Ants, the micro icons of industriousness and organization, apparently can teach us something about how computer networks work and how they can be improved as well. A team at MIT's Computer Science and Artificial Intelligence Laboratory has been studying ants to create a model of analysis of social networks, collective decision making among robot swarms, and communication in decentralized, ad hoc wireless networks.
MIT study confirms a long-held assumption in the scientific community, ants estimate their population density based on the frequency at which they bump into other ants while randomly exploring their environs. This ability appears to be key for several activities, including deciding where the colony establishes a new nest.
"It's intuitive that if a bunch of people are randomly walking around an area, the number of times they bump into each other will be a surrogate of the population density," says Cameron Musco, co-author of a paper on the research. "What we're doing is giving a rigorous analysis behind that intuition, and also saying that the estimate is a very good estimate, rather than some coarse estimate."
The researchers make a parallel between an ant's environment and a grid. An explorer ant starts at some cell of the grid and likely moves to one of the adjacent cells. It is also likely that it then moves to another cell adjacent to the one it departed from, and so on.
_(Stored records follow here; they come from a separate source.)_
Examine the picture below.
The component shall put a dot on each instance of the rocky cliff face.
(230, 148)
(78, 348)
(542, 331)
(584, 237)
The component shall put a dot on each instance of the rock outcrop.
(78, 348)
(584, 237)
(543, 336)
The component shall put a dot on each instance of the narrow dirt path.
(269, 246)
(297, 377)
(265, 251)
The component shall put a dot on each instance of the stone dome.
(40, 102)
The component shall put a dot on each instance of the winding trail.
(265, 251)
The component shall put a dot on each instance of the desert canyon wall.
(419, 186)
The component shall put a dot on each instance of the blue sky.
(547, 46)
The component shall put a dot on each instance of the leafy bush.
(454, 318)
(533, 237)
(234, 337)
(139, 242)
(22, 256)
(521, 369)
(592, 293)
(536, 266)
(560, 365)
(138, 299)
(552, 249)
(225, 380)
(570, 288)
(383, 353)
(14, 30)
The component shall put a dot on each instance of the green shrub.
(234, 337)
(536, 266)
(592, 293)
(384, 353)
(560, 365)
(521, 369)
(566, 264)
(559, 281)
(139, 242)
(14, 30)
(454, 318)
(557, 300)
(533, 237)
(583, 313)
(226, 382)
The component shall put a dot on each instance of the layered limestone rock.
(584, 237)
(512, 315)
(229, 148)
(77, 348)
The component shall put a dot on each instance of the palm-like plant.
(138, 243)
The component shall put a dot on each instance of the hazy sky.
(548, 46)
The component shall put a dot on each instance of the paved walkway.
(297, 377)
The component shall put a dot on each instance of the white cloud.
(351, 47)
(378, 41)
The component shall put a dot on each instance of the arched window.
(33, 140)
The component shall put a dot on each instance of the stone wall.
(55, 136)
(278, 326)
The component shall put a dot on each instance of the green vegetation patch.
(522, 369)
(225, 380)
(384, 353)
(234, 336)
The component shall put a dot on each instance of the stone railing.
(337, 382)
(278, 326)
In technical, statistical language this is called "random walk." The explorer ant counts the number of other ants in all the cells it visits.
Random walk versus random sampling
The study compares the random walk to random sampling, which is when cells are selected from the grid at random and the number of ants in each cell counted. In both cases accuracy improves with each additional sample, but the surprising factor here is that the random walk can reveal the true population density almost as quickly as the tried-and-tested random sampling method does.
The researchers say this is relevant because in many practical cases random sampling is not an option. For instance, in ad hoc networks, a given device knows only the locations of the devices in its immediate vicinity. An algorithm that uses random walks to aggregate information from multiple devices would be much easier to implement than one that has to characterize the network as a whole.
The study then gets interesting for its more counterintuitive findings.
It would be logical to assume that the explorer ant is likely to return to a cell it has already visited, so one given cell would more likely be oversampled than in the case of random samplings. But when the researchers got antsy about oversampled data and tried to filter it out, they found that, instead of improving their algorithm, it made it worse. They offer a theoretical explanation for that.
"If you're randomly walking around a grid, you're not going to bump into everybody, because you're not going to cross the whole grid," Musco says. "So there's somebody on the far side of the grid that I have pretty much a zero percent chance of bumping into. But while I'll bump into those guys less, I'll bump into local guys more. I need to count all my interactions with the local guys to make up for the fact that there are these faraway guys that I'm never going to bump into. It sort of perfectly balances out."
Graph data structure
To model the ants' environment, the researchers used a graph data structure consisting of nodes (circles), and edges, which are the line segments connecting nodes. In the grid, each cell is a node, and it shares edges only with those cells immediately adjacent to it.
If the graph is not very well connected, with just a chain of nodes, each connected only to the two nodes adjacent to it, then oversampling could become a problem, with the explorer stuck in the same set of nodes. But graphs describing communication networks often feature two random walks starting from the same node and then branching out in different directions. This being the case, random walks can offer almost the same level of accuracy as random sampling.
The bigger the number of explorers, the faster an analysis would produce an accurate estimate. "If they were 
robots instead of ants, they could get gains by talking to each other and saying, 'Oh, this is my estimate','" Musco adds.